Archives par étiquette : sociologie

Les mauvaises gens d’Etienne Davodeau

Couverture de Les mauvaises gens d'Etienne Davodeau

Étienne Davodeau était venu début 2011 avec Richard Leroy, le vigneron, à Poitiers lors du festival Filmer le travail, pour un spécial  » dessiner le travail « , avec une exposition et une interview par un sociologue. Son album les ignorants est désormais sorti, mais je me suis aperçu que j’avais oublié de vous parler de Les mauvaises gens, qu’il m’avait alors dédicacé. Cet album avait reçu le prix du meilleur scénario et le prix public du meilleur album au festival d’Angoulême en 2006.

Le livre : Les mauvaises gens de Étienne Davodeau (scénario et dessin), collection Encrages, éditions Delcourt, 2005, 183 pages, ISBN 978-2-84789-449-3.

L’histoire : en Anjou dans les Mauges, en Maine-et-Loire, de nos jours et des années 1950 à 1981. Étienne Davodeau a décidé de raconter l’histoire de ses parents et de centaines de jeunes gens comme eux, en menant un questionnaire sociologique. Ces jeunes gens se retrouvent à travailler dans des usines à la campagne (ici de confection de chaussures) dans des conditions difficiles et sous le joug de patrons paternalistes. Dans cette région catholique, les loisirs sont organisés par la JOC, jeunesse ouvrière catholique. Et voici que parmi cette jeunesse docile apparaissent des revendications pour améliorer les conditions de travail notamment : ce sont les réunions dans des maisons privées, la naissance d’un mouvement syndicaliste (CFTC, confédération des travailleurs catholiques, puis CFDT), la nomination de délégués, les rencontres avec la direction, l’arrivée de la première grève. L’élection de François Mitterrand en 1981 va-t-elle changer la donne?

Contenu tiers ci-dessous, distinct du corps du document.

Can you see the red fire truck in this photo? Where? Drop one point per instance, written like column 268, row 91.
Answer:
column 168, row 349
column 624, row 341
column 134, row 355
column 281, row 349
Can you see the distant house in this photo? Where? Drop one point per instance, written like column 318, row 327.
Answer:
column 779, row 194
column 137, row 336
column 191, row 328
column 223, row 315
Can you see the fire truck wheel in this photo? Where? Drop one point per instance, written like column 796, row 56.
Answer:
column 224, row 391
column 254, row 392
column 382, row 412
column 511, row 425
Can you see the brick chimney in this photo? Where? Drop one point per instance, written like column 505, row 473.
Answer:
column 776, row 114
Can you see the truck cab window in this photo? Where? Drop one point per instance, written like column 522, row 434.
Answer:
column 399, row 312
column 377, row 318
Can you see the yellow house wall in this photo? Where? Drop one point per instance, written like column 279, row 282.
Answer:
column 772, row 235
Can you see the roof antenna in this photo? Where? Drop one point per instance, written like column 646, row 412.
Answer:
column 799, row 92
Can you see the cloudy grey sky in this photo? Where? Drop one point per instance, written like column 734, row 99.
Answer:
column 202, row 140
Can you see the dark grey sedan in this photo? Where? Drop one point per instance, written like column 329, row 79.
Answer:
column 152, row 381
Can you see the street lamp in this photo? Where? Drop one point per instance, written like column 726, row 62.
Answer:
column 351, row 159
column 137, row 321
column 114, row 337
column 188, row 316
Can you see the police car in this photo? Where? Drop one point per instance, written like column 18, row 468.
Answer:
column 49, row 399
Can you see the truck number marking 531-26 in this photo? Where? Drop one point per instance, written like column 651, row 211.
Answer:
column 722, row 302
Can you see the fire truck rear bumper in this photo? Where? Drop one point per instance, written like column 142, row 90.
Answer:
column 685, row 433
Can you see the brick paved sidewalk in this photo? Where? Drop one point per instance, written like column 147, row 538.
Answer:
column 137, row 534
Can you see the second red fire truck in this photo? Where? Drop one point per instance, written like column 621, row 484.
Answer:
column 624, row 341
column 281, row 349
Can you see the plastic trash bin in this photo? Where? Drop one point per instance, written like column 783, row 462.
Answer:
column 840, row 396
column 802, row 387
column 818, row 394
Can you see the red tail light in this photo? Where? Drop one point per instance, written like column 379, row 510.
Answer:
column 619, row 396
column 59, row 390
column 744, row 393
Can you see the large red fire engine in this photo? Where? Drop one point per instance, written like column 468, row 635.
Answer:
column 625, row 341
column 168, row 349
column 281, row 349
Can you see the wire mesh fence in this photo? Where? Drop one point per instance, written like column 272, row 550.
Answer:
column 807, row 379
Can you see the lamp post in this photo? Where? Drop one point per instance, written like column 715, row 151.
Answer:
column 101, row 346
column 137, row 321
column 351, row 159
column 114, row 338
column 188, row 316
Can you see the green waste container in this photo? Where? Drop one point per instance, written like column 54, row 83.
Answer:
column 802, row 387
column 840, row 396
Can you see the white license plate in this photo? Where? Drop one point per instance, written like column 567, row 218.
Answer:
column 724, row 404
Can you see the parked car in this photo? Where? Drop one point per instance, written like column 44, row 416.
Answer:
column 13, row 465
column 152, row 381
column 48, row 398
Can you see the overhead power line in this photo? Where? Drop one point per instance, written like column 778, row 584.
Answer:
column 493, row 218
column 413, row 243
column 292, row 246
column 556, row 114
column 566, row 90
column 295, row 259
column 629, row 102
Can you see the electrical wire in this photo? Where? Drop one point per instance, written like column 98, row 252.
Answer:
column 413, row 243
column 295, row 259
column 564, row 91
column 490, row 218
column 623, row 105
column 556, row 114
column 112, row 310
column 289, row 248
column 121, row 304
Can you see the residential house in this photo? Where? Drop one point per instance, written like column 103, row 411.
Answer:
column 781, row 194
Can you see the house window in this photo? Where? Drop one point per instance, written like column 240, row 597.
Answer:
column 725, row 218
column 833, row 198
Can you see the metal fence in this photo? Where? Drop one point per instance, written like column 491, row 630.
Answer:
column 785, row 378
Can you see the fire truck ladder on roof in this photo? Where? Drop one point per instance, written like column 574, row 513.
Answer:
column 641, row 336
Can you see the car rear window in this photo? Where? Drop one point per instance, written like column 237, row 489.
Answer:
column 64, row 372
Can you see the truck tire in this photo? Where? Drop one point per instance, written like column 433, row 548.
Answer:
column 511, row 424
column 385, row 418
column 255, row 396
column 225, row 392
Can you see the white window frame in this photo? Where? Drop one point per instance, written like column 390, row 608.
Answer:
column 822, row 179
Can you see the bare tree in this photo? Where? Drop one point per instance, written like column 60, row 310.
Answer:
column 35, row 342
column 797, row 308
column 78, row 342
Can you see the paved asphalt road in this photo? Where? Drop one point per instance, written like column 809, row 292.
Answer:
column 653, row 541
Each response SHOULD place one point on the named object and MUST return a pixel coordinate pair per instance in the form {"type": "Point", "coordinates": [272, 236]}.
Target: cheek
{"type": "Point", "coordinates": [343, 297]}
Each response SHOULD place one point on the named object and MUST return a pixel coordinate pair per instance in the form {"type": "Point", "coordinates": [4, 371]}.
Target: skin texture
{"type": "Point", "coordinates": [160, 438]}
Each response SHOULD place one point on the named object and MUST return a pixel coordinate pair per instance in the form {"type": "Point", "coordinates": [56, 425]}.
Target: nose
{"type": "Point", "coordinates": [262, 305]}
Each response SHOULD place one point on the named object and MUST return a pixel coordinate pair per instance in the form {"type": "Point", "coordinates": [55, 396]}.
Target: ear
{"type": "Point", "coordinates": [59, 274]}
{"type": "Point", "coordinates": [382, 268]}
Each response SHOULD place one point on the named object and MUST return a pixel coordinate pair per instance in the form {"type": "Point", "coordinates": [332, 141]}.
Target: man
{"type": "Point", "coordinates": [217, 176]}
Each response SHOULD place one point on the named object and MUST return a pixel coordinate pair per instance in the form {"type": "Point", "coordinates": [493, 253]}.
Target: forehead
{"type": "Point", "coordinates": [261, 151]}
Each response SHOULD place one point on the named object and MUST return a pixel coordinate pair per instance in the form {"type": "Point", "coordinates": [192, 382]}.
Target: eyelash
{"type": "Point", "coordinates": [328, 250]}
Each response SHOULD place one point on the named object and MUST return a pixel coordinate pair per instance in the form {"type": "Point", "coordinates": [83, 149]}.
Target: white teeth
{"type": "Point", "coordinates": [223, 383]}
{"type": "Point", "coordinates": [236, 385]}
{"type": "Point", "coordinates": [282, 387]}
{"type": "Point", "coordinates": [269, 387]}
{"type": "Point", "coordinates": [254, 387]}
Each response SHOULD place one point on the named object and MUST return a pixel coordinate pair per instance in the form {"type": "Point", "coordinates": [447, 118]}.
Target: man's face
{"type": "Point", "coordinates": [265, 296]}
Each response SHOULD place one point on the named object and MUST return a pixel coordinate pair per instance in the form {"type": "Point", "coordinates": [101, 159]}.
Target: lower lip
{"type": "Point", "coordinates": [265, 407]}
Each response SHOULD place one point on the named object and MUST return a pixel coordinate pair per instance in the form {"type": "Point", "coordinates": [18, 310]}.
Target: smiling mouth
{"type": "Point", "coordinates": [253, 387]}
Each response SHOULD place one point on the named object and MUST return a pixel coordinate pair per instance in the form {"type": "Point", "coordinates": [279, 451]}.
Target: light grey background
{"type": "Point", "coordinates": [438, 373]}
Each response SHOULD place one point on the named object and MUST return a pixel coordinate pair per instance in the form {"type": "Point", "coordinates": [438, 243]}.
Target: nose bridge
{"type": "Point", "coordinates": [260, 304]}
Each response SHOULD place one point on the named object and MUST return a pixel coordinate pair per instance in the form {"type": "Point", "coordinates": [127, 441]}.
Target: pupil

Mon avis : un album de bande dessinée certes, mais rapporté comme une enquête de sociologie, avec Étienne Davodeau dans le rôle de l’enquêteur, et ses parents dans ceux d’enquêtés. J’adore ce style. Pas de nostalgie, la vie de l’usine était dure, mais elle avait aussi ses bons côtés. La bande dessinée est juste au service du récit, entre BD sociale et roman graphique. On n’y trouve pas encore la maîtrise graphique de Rural! Chronique d’une collision politique ou de les ignorants, mais le traitement à la façon d’un enquête sociologique rappelle les grands travaux des sociologues des années 2000 et les essais de transcriptions en bande dessinée, à la suite de ce volume pionnier d’Étienne Davodeau, avec par exemple La communauté de Hervé Tanquerelle (dessin et scénario) et Yann Benoît (scénario) (revoir mes avis sur la première et la deuxième parties, parues respectivement en 2008 et 2010) ou encore Apprenti, mémoires d’avant-guerre de Bruno Loth, paru également en 2010.

d’Étienne Davodeau

Davodeau et Joub

Kris et Davodeau

Pour découvrir l’auteur : voir le site d’Étienne Davodeau, que je trouve très riche… et la venue à Poitiers de l’auteur.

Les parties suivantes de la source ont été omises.